I think you may be looking for a solution involving two interfaces in which one inherits from the other:
public interface IReadableFoo
{
IMyValInterface MyVal { get; }
}
public interface IWritableFoo : IReadableFoo
{
IMyValInterface MyVal { set; }
}
public class Foo : IWritableFoo
{
private ConcreteMyVal _myVal;
public IMyValInterface MyVal
{
get { return _myVal; }
set { _myVal = value as ConcreteMyVal; }
}
}
Then you can declare methods whose parameter type “tells” whether it plans on changing the variable or not:
public void SomeFunction(IReadableFoo fooVar)
{
// Cannot modify fooVar, excellent!
}
public void SomeOtherFunction(IWritableFoo fooVar)
{
// Can modify fooVar, take care!
}
This mimics compile-time checks similar to constness in C++. As Eric Lippert correctly pointed out, this is not the same as immutability. But as a C++ programmer I think you know that.

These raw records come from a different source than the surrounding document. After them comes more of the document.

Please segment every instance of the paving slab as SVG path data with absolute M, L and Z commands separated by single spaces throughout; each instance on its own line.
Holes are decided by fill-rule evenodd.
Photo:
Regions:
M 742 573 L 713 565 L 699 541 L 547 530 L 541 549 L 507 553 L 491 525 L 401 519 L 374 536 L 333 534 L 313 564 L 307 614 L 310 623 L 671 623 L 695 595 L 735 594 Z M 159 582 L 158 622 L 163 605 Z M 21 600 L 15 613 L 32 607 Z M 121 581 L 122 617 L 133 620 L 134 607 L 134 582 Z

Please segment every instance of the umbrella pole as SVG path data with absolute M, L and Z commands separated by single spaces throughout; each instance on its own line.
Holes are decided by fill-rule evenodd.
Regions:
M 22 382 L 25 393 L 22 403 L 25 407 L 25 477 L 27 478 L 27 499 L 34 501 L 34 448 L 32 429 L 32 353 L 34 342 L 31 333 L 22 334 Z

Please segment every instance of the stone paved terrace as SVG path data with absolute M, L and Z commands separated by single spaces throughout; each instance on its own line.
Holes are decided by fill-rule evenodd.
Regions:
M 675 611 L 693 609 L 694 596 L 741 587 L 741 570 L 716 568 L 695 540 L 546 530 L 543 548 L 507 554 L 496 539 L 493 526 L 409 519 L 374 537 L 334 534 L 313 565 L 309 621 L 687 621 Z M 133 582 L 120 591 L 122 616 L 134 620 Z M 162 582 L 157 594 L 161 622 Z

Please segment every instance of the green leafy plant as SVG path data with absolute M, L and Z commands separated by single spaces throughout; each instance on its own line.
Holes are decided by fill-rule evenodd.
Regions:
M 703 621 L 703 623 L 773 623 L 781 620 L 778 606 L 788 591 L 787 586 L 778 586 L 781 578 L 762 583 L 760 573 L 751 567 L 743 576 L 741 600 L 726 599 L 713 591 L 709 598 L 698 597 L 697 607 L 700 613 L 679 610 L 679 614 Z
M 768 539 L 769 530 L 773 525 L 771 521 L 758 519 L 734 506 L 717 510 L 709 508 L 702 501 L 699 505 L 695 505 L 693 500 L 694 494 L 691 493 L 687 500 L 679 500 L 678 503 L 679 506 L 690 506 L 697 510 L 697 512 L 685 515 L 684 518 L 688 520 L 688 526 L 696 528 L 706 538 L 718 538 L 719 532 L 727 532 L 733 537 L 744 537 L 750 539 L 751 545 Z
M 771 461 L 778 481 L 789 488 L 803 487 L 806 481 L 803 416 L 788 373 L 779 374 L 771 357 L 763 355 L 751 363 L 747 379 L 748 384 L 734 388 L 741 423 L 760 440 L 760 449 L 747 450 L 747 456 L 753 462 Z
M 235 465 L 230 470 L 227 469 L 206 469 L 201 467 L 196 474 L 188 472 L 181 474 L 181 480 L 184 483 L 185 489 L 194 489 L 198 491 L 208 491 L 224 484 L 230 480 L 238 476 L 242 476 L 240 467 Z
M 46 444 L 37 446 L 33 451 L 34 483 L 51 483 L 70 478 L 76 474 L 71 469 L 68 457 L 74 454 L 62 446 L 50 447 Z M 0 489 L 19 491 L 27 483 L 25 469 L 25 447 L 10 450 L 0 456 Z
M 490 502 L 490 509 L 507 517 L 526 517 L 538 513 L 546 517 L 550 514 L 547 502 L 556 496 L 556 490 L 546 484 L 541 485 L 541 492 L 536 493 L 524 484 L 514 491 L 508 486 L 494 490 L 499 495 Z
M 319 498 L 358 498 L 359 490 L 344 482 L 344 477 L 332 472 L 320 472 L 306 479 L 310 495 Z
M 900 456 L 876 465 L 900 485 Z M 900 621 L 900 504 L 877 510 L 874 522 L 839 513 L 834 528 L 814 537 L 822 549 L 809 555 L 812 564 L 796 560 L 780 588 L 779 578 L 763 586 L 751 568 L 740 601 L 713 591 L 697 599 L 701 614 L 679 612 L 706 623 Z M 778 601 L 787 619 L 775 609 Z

By the way, you can achieve slightly better compile-time checking if you declare the type of the property in the class as ConcreteMyVal
and implement the interface properties separately:
public class Foo : IWritableFoo
{
private ConcreteMyVal _myVal;
public ConcreteMyVal MyVal
{
get { return _myVal; }
set { _myVal = value; }
}
public IMyValInterface IReadableFoo.MyVal { get { return MyVal; } }
public IMyValInterface IWritableFoo.MyVal
{
// (or use “(ConcreteMyVal)value” if you want it to throw
set { MyVal = value as ConcreteMyVal; }
}
}
This way, the setter can only throw when accessed through the interface, but not when accessed through the class.